To my understanding, the approach the authors used to establish which similarity measure is best cannot answer this question. In this I appear to concur with Kriegeskorte’s review. Perhaps I am wrong of course, as the authors have previously suggested that Kriegeskorte “missed the point”, in which case I would welcome further explanation of the authors’ rationale here. However, from where I’m currently standing, I would recommend that the authors revise their manuscript as a methodological comparison and to be more circumspect with regard to claims about neural representations.
The results shown here are certainly not without merit. By comparing commonly used similarity measures to the best available decoding algorithm they may not establish which measure is closest to what the brain is doing, but they certainly do show how these measures compare to complex classification algorithms. This in itself is informative for practical reasons because decoding is computationally expensive. Any squabbling aside, the authors show that the most commonly used measure, Pearson’s correlation, clearly does not perform in the same way as a lot of other possible techniques. This finding should also be of interest to anyone conducting an RSA experiment.
Some final words
I hope the authors find this comment useful. Just because I agree with Kriegeskorte’s main point, I hope that doesn’t make me his “acolyte” (I have neither been trained by him nor would I say that we stem from the same theoretical camp). I may have “missed the point” too, in which case I would appreciate further insight.

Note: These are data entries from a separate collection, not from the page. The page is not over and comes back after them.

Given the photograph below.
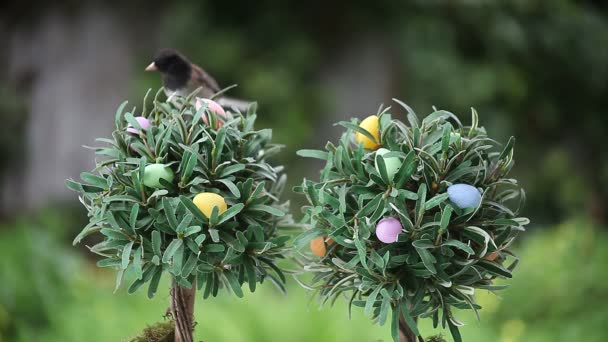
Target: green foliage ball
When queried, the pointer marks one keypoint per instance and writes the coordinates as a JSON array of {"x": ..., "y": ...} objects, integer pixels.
[
  {"x": 446, "y": 248},
  {"x": 139, "y": 200}
]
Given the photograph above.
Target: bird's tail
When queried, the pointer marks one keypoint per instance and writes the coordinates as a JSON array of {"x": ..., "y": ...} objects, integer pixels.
[{"x": 234, "y": 104}]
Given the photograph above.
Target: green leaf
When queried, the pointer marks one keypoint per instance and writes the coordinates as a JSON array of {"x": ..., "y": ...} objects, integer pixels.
[
  {"x": 427, "y": 259},
  {"x": 268, "y": 209},
  {"x": 118, "y": 114},
  {"x": 384, "y": 307},
  {"x": 411, "y": 323},
  {"x": 445, "y": 139},
  {"x": 94, "y": 180},
  {"x": 133, "y": 216},
  {"x": 407, "y": 169},
  {"x": 184, "y": 223},
  {"x": 170, "y": 213},
  {"x": 313, "y": 154},
  {"x": 231, "y": 187},
  {"x": 219, "y": 145},
  {"x": 460, "y": 245},
  {"x": 192, "y": 230},
  {"x": 454, "y": 331},
  {"x": 420, "y": 203},
  {"x": 371, "y": 300},
  {"x": 156, "y": 242},
  {"x": 153, "y": 286},
  {"x": 371, "y": 206},
  {"x": 435, "y": 201},
  {"x": 445, "y": 219},
  {"x": 172, "y": 249}
]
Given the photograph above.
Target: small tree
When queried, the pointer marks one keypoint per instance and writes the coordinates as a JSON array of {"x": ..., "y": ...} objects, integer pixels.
[
  {"x": 187, "y": 189},
  {"x": 409, "y": 220}
]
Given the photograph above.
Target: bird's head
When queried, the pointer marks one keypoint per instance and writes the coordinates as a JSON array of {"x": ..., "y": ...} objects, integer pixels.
[{"x": 169, "y": 61}]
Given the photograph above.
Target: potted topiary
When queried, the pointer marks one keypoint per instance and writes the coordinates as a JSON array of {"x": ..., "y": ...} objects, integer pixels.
[
  {"x": 408, "y": 221},
  {"x": 186, "y": 189}
]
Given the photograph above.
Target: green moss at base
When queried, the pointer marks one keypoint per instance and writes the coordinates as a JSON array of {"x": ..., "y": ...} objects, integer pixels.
[
  {"x": 158, "y": 332},
  {"x": 435, "y": 338}
]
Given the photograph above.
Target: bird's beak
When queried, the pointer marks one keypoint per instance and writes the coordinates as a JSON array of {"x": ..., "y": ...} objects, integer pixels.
[{"x": 151, "y": 67}]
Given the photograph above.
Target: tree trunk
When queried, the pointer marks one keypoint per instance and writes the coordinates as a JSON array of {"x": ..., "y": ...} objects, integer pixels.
[
  {"x": 182, "y": 310},
  {"x": 405, "y": 333}
]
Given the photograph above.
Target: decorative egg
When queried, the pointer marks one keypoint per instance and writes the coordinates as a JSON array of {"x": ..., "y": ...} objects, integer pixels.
[
  {"x": 492, "y": 256},
  {"x": 372, "y": 125},
  {"x": 464, "y": 195},
  {"x": 393, "y": 164},
  {"x": 318, "y": 246},
  {"x": 154, "y": 172},
  {"x": 144, "y": 123},
  {"x": 388, "y": 229},
  {"x": 206, "y": 201},
  {"x": 211, "y": 106}
]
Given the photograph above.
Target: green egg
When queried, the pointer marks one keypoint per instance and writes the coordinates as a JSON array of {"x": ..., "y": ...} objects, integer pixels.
[
  {"x": 393, "y": 164},
  {"x": 154, "y": 172}
]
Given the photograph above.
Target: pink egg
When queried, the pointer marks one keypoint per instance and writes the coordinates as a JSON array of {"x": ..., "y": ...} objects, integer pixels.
[
  {"x": 212, "y": 106},
  {"x": 144, "y": 123},
  {"x": 388, "y": 229}
]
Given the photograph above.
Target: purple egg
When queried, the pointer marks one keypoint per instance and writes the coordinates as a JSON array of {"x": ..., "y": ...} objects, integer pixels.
[
  {"x": 388, "y": 229},
  {"x": 143, "y": 123},
  {"x": 464, "y": 195}
]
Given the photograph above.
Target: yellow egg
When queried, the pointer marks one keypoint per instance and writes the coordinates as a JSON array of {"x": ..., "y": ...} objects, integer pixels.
[
  {"x": 372, "y": 125},
  {"x": 206, "y": 201}
]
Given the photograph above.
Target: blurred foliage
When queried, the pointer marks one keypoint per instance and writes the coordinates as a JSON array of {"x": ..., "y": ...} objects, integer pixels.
[
  {"x": 556, "y": 295},
  {"x": 535, "y": 68}
]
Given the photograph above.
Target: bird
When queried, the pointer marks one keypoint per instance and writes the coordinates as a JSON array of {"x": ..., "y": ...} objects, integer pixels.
[{"x": 182, "y": 77}]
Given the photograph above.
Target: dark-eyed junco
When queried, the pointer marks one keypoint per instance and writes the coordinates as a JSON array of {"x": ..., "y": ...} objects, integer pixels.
[{"x": 182, "y": 77}]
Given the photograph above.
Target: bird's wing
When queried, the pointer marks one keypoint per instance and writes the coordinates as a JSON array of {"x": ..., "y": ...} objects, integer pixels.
[{"x": 201, "y": 77}]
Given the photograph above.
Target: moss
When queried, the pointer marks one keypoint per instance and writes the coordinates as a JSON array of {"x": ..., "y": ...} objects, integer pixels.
[{"x": 158, "y": 332}]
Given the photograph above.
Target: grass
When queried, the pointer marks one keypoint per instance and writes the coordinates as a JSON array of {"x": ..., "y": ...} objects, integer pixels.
[{"x": 51, "y": 294}]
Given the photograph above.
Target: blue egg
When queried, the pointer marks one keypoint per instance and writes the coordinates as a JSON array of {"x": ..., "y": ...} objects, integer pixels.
[{"x": 464, "y": 195}]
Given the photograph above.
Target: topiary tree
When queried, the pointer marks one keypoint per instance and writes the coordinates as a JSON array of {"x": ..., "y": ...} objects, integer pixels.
[
  {"x": 408, "y": 221},
  {"x": 186, "y": 189}
]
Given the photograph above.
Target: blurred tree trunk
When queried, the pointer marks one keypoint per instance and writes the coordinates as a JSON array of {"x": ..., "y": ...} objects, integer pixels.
[
  {"x": 182, "y": 310},
  {"x": 405, "y": 333}
]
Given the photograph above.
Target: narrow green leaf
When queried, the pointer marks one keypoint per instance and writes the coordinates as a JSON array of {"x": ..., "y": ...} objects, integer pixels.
[
  {"x": 171, "y": 249},
  {"x": 126, "y": 255}
]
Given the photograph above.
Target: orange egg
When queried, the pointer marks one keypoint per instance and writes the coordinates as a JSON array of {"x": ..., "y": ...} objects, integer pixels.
[{"x": 318, "y": 246}]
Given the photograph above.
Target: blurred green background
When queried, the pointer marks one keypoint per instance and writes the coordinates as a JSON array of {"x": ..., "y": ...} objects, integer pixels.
[{"x": 534, "y": 69}]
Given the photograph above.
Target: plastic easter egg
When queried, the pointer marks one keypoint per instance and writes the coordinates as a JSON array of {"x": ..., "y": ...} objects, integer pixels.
[
  {"x": 393, "y": 164},
  {"x": 318, "y": 246},
  {"x": 372, "y": 125},
  {"x": 144, "y": 123},
  {"x": 492, "y": 256},
  {"x": 388, "y": 229},
  {"x": 154, "y": 172},
  {"x": 464, "y": 195},
  {"x": 214, "y": 107},
  {"x": 206, "y": 201}
]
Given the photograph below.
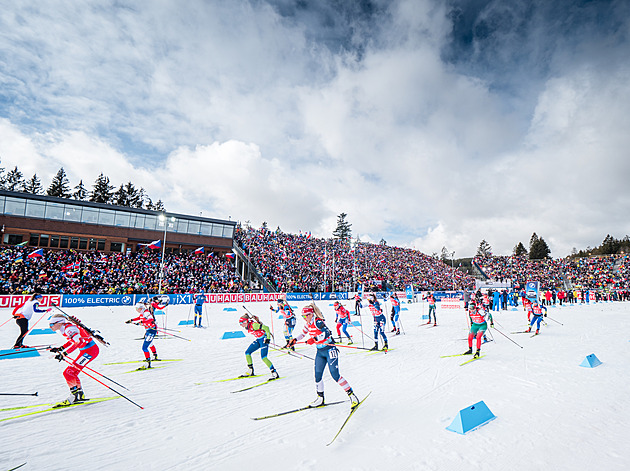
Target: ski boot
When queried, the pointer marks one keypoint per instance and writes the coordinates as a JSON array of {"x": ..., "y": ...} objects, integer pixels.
[
  {"x": 249, "y": 372},
  {"x": 319, "y": 401},
  {"x": 354, "y": 400}
]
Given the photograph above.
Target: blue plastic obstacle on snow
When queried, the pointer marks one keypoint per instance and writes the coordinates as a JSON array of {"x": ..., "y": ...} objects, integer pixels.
[
  {"x": 233, "y": 335},
  {"x": 471, "y": 418},
  {"x": 42, "y": 331},
  {"x": 591, "y": 361},
  {"x": 22, "y": 353}
]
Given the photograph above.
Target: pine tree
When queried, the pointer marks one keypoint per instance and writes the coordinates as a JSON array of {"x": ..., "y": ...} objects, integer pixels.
[
  {"x": 484, "y": 249},
  {"x": 101, "y": 190},
  {"x": 519, "y": 250},
  {"x": 34, "y": 186},
  {"x": 538, "y": 248},
  {"x": 343, "y": 231},
  {"x": 14, "y": 180},
  {"x": 60, "y": 186},
  {"x": 80, "y": 193}
]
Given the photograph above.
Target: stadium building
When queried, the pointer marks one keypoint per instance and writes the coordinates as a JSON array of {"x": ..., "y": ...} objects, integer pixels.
[{"x": 60, "y": 223}]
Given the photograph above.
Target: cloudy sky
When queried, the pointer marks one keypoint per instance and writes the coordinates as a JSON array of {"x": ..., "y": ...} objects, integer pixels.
[{"x": 430, "y": 123}]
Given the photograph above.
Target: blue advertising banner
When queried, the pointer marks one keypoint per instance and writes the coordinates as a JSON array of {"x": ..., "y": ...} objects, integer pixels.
[{"x": 82, "y": 300}]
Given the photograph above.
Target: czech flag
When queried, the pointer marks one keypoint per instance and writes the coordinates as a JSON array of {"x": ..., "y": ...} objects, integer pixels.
[
  {"x": 36, "y": 253},
  {"x": 156, "y": 244}
]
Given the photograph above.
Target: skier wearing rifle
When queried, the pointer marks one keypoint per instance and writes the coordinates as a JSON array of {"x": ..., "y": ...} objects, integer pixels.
[
  {"x": 343, "y": 319},
  {"x": 478, "y": 326},
  {"x": 379, "y": 321},
  {"x": 78, "y": 338},
  {"x": 146, "y": 319},
  {"x": 23, "y": 313},
  {"x": 395, "y": 312},
  {"x": 262, "y": 339},
  {"x": 289, "y": 318},
  {"x": 538, "y": 312},
  {"x": 327, "y": 353}
]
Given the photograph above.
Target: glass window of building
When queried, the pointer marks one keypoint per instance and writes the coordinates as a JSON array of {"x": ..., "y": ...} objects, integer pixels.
[
  {"x": 14, "y": 206},
  {"x": 193, "y": 227},
  {"x": 106, "y": 217},
  {"x": 72, "y": 213},
  {"x": 150, "y": 222},
  {"x": 90, "y": 216},
  {"x": 206, "y": 228},
  {"x": 35, "y": 209},
  {"x": 54, "y": 211},
  {"x": 122, "y": 219}
]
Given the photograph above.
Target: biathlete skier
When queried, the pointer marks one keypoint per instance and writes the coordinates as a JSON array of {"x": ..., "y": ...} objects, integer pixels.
[
  {"x": 538, "y": 312},
  {"x": 478, "y": 326},
  {"x": 379, "y": 321},
  {"x": 88, "y": 351},
  {"x": 22, "y": 315},
  {"x": 327, "y": 353},
  {"x": 199, "y": 299},
  {"x": 289, "y": 318},
  {"x": 342, "y": 320},
  {"x": 262, "y": 339},
  {"x": 395, "y": 312},
  {"x": 146, "y": 319}
]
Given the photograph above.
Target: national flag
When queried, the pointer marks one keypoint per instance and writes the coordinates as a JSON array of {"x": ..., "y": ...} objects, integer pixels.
[
  {"x": 156, "y": 244},
  {"x": 36, "y": 253}
]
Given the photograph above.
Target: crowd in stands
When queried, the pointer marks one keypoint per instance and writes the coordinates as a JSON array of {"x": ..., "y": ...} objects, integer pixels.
[
  {"x": 291, "y": 263},
  {"x": 300, "y": 263},
  {"x": 595, "y": 273},
  {"x": 80, "y": 272}
]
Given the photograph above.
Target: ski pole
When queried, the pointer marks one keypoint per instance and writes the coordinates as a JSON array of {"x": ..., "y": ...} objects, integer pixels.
[
  {"x": 507, "y": 337},
  {"x": 18, "y": 394},
  {"x": 172, "y": 335},
  {"x": 103, "y": 384}
]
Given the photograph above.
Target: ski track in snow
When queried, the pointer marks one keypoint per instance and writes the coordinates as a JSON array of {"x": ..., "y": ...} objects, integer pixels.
[{"x": 551, "y": 413}]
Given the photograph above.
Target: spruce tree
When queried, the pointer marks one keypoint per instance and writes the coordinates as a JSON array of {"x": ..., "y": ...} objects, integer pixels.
[
  {"x": 101, "y": 190},
  {"x": 34, "y": 186},
  {"x": 343, "y": 231},
  {"x": 60, "y": 186}
]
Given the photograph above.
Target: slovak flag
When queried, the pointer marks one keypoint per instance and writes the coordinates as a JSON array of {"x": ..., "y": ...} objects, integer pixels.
[
  {"x": 36, "y": 253},
  {"x": 156, "y": 244}
]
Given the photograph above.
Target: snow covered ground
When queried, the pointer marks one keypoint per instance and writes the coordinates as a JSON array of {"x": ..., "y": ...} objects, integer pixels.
[{"x": 551, "y": 413}]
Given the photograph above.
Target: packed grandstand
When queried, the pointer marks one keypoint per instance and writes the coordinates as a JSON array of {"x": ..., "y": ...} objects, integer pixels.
[{"x": 292, "y": 263}]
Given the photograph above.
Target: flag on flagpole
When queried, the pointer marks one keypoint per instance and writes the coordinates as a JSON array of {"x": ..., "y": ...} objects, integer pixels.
[{"x": 36, "y": 253}]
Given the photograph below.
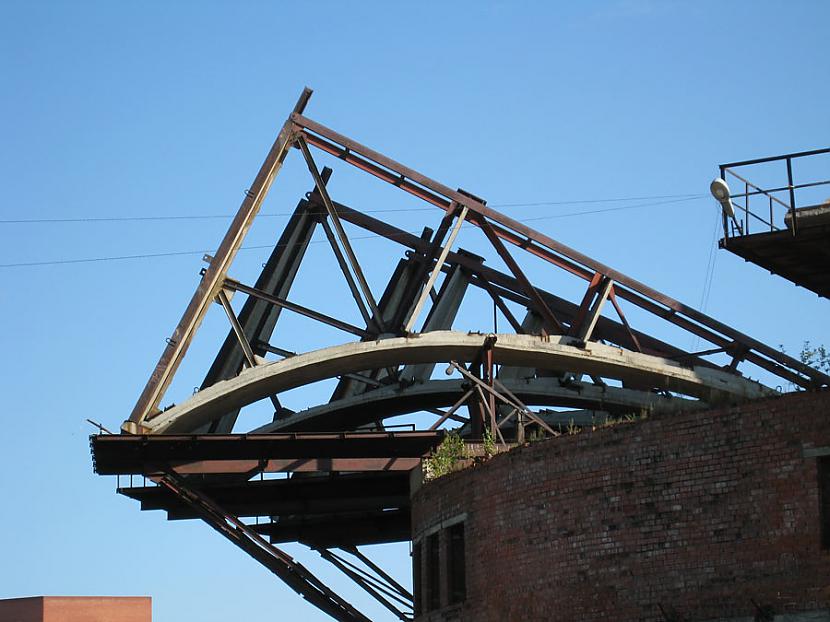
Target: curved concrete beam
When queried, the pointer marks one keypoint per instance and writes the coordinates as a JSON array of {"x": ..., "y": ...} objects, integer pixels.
[
  {"x": 554, "y": 352},
  {"x": 392, "y": 401}
]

I find it very unfortunate that instead of a decent discussion on science, this debate descended into something not far above a poo-slinging contest. I have deliberately avoided taking sides in that argument because of my relationship to either side. While I vehemently object to the manner with which Brad responded to Niko’s post, I think it should be obvious that not everybody is on the same wavelength when it comes to open reviewing. It is depressing and deeply unsettling how many people on either side of this divide appear to be unwilling to even try to understand the other point of view.